How to convert 32-bit float to 8-bit signed char? (4:1 packing of int32 to int8 __m256i)
Asked Answered
O

2

8

What I want to do is:

  1. Multiply the input floating point number by a fixed factor.
  2. Convert them to 8-bit signed char.

Note that most of the inputs have a small absolute range of values, like [-6, 6], so that the fixed factor can map them to [-127, 127].

I work on avx2 instruction set only, so intrinsics function like _mm256_cvtepi32_epi8 can't be used. I would like to use _mm256_packs_epi16 but it mixes two inputs together. :(

I also wrote some code that converts 32-bit float to 16-bit int, and it works as exactly what I want.
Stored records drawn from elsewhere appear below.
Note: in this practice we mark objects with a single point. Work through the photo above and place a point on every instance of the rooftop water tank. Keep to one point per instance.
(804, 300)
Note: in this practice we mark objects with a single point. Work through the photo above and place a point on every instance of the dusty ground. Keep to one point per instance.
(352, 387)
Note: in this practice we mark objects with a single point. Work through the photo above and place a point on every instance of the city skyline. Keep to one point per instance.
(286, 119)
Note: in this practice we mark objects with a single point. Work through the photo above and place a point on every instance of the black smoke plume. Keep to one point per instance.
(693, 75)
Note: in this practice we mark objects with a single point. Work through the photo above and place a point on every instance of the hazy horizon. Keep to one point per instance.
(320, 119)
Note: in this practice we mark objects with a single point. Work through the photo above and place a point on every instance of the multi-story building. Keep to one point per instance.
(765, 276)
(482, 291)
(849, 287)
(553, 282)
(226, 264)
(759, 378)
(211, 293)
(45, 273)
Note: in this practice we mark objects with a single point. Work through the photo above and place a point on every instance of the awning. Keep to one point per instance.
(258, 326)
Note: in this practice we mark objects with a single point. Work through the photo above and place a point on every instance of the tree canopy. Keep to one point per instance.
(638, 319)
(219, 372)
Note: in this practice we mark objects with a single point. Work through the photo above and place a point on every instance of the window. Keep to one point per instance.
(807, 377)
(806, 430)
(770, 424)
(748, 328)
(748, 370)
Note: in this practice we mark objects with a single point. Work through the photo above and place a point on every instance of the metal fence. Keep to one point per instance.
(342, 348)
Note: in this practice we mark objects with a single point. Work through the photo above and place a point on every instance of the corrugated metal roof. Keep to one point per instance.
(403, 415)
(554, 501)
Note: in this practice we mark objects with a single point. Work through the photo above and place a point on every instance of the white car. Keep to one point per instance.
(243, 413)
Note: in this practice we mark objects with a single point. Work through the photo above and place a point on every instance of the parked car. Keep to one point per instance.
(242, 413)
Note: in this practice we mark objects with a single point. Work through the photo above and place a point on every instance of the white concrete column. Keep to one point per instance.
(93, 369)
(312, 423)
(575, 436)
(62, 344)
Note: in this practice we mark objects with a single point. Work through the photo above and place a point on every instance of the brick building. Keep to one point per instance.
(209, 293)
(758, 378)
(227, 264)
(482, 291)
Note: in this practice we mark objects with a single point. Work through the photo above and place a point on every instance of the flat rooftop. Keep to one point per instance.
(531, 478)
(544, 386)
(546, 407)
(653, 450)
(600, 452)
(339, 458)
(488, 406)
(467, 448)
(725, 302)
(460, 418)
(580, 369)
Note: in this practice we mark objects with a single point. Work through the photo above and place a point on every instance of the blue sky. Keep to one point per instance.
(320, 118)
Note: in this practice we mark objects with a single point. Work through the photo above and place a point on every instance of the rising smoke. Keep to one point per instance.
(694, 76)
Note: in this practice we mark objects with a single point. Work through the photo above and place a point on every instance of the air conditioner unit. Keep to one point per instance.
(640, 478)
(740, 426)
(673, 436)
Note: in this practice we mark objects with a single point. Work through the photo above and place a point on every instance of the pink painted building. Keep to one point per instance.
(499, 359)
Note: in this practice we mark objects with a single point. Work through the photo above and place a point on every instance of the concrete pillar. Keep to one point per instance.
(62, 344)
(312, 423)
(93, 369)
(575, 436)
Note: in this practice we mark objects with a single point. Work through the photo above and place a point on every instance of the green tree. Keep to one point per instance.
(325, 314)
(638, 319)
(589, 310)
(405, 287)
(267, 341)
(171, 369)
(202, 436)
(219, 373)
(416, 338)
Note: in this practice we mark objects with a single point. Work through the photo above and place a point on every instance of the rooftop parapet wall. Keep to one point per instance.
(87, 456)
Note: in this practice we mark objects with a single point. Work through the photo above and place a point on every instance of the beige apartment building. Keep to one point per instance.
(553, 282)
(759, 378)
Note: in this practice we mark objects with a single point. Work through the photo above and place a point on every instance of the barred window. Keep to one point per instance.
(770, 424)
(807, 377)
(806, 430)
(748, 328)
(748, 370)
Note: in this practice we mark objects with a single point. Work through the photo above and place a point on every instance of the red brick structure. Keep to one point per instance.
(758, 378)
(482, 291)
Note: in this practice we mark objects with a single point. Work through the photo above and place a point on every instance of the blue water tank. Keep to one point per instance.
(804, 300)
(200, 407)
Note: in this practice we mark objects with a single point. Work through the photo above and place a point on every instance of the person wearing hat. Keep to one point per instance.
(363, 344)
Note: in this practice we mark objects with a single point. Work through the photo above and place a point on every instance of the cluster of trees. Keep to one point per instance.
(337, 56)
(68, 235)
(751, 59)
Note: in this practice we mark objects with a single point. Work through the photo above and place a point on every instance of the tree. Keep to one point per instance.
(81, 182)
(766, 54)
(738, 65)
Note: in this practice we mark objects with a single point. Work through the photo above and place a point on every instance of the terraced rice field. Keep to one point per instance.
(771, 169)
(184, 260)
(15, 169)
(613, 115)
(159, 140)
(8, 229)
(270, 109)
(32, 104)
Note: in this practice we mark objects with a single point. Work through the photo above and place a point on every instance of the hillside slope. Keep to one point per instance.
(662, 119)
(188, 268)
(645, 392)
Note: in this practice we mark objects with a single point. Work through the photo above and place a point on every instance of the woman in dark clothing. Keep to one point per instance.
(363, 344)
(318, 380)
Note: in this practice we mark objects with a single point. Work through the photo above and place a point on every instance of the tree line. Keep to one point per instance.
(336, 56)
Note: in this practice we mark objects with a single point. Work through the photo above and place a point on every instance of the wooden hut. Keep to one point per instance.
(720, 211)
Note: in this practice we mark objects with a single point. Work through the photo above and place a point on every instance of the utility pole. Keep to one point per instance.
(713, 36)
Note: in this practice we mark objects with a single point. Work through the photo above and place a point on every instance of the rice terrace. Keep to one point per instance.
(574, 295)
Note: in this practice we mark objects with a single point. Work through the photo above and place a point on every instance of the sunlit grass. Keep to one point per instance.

void Quantize(const float* input, __m256i* output, float quant_mult, int num_rows, int width) {
  // input is a matrix actuaaly, num_rows and width represent the number of rows and columns of the matrix
  assert(width % 16 == 0);

  int num_input_chunks = width / 16;

  __m256 avx2_quant_mult = _mm256_set_ps(quant_mult, quant_mult, quant_mult, quant_mult,
                                     quant_mult, quant_mult, quant_mult, quant_mult);

  for (int i = 0; i < num_rows; ++i) {
    const float* input_row = input + i * width;
    __m256i* output_row = output + i * num_input_chunks;
    for (int j = 0; j < num_input_chunks; ++j) {
      const float* x = input_row + j * 16;
      // Process 16 floats at once, since each __m256i can contain 16 16-bit integers.

      __m256 f_0 = _mm256_loadu_ps(x);
      __m256 f_1 = _mm256_loadu_ps(x + 8);

      __m256 m_0 = _mm256_mul_ps(f_0, avx2_quant_mult);
      __m256 m_1 = _mm256_mul_ps(f_1, avx2_quant_mult);

      __m256i i_0 = _mm256_cvtps_epi32(m_0);
      __m256i i_1 = _mm256_cvtps_epi32(m_1);

      *(output_row + j) = _mm256_packs_epi32(i_0, i_1);
    }
  }
}

Any help is welcome, thank you so much!

Oleaceous answered 10/8, 2018 at 3:54 Comment(4)
Is truncation ok? Use _mm256_shuffle_epi8. Otherwise use pack(same,same), or better pack 4 vectors of floats down to 1 vector of int8_t in multiple steps: 2x epi32 and 1x epi16. (and then fix the in-lane ordering with a single vpermq). See SSE - AVX conversion from double to char for an example using 128-bit epi32 -> epi8Curling
Lane-crossing correction is similar to the float->int16 case: How can I convert a vector of float to short int using avx instructions?. Bizzare, there are no hits on SO (other than this) for _mm256_packs_epi16, so no exact duplicates of this exist.Curling
@PeterCordes Truncation is fine. BTW, can u tell me which solution is the fastest, is throughput an absolute standard? thx!Oleaceous
You have multiple vectors of input floats, so 2x vpackssdw + 1x vpacksswb + 1x vpermd to produce 1 wide vector from 4 input vectors is better than 4x vpshufb + 4x vpermd + 4x stores.Curling
C
13

For good throughput with multiple source vectors, it's a good thing that _mm256_packs_epi16 has 2 input vectors instead of producing a narrower output. (AVX512 _mm256_cvtepi32_epi8 isn't necessarily the most efficient way to do things, because the version with a memory destination decodes to multiple uops, or the regular version gives you multiple small outputs that need to be stored separately.)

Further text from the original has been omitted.